The first malpractice case recorded in the United States was Cross v Guthery, a 1794 Connecticut case in which a man sued his doctor over his wife's death following surgery. Since only appeals court decisions are usually recorded, the first malpractice case may well have occurred before the founding of the country. Historical accounts from the Civil War era document instances of surgeons refusing to do certain procedures because of concerns about being sued."

"It's about money.
Many doctors believe that patients sue primarily because of money, but for the vast majority of patients, money is not the primary motivation. Instead, patients often sue because they want to prevent similar incidents from happening in the future, want an honest and clear explanation as to how and why the injury occurred and want the staff or organization to be accountable for their actions."
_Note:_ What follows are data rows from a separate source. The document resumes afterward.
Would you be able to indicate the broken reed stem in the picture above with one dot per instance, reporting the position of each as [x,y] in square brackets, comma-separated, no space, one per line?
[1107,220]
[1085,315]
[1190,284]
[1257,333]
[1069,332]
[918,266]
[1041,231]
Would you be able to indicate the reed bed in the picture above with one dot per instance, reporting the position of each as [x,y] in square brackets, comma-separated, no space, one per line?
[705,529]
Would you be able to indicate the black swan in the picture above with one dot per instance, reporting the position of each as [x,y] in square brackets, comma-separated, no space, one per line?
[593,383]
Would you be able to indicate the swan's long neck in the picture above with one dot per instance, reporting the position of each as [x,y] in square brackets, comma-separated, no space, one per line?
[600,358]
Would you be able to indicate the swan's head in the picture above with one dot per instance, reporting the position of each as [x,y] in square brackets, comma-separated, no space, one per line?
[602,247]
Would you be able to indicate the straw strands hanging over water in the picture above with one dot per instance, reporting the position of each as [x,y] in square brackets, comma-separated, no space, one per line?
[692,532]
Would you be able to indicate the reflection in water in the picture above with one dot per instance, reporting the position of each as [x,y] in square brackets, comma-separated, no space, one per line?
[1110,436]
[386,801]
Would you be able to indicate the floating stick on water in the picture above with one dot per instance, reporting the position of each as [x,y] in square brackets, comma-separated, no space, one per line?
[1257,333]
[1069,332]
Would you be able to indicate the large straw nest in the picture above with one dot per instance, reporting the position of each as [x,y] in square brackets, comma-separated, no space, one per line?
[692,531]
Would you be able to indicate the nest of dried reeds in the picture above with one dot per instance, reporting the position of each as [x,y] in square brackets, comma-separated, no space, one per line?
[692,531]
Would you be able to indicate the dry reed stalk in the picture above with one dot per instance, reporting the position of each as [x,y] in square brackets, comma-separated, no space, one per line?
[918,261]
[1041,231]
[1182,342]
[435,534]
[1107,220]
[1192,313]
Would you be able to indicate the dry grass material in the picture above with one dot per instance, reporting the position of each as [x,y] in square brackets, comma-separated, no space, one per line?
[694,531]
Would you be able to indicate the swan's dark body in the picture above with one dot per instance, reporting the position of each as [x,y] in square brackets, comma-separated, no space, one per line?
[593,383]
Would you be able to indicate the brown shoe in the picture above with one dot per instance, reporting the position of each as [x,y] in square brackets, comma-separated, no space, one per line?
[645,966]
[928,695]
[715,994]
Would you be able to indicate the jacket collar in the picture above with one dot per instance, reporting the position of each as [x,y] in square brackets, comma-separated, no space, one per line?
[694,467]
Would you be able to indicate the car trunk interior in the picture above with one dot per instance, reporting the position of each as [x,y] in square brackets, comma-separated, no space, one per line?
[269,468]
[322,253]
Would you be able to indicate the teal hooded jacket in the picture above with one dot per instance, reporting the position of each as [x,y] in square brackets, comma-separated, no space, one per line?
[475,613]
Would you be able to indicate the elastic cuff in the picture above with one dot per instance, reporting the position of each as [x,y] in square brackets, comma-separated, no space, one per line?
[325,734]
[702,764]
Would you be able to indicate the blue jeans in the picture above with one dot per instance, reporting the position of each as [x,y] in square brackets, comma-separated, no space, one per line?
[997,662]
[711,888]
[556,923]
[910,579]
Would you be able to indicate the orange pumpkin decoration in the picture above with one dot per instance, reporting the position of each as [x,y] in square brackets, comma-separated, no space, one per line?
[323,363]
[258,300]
"The number of lawyers is the root of the problem.
The number of lawyers in an area does not predict the number of medical malpractice lawsuits. It is the number of doctors that predicts the number of suits."

"Lawyers decide the standard of care.
In every jurisdiction, a lawyer is able to file a medical malpractice suit only with a statement from an expert that negligence occurred. That expert has to be a physician."

"Frivolous suits are the root of the problem.
A General Accounting Office report showed that less than 10 percent of the time does the plaintiff have an injury that would be regarded as "insignificant."3 In the majority of cases, plaintiffs have serious problems that no one would want for themselves or their loved ones. Whether the bad outcome was the result of doctors' negligence may be debatable, but medical malpractice suits for frivolous reasons are uncommon."

"There is nothing one doctor can do.
Perhaps the most powerful predictor of the likelihood of being sued is how well the doctor relates to patients. The more honest and empathetic a doctor is, the lower the likelihood of suit."

"Judges and juries favor plaintiffs.
In fact, judges and juries generally favor doctors. In 2000, defendants won 62 percent of all medical malpractice cases brought before a jury."

"All tort reform is good.
Some kinds of tort reform have proven effective, such as California's 1975 Medical Injury Compensation Reform Act (MICRA); others have not and, in fact, may make things worse."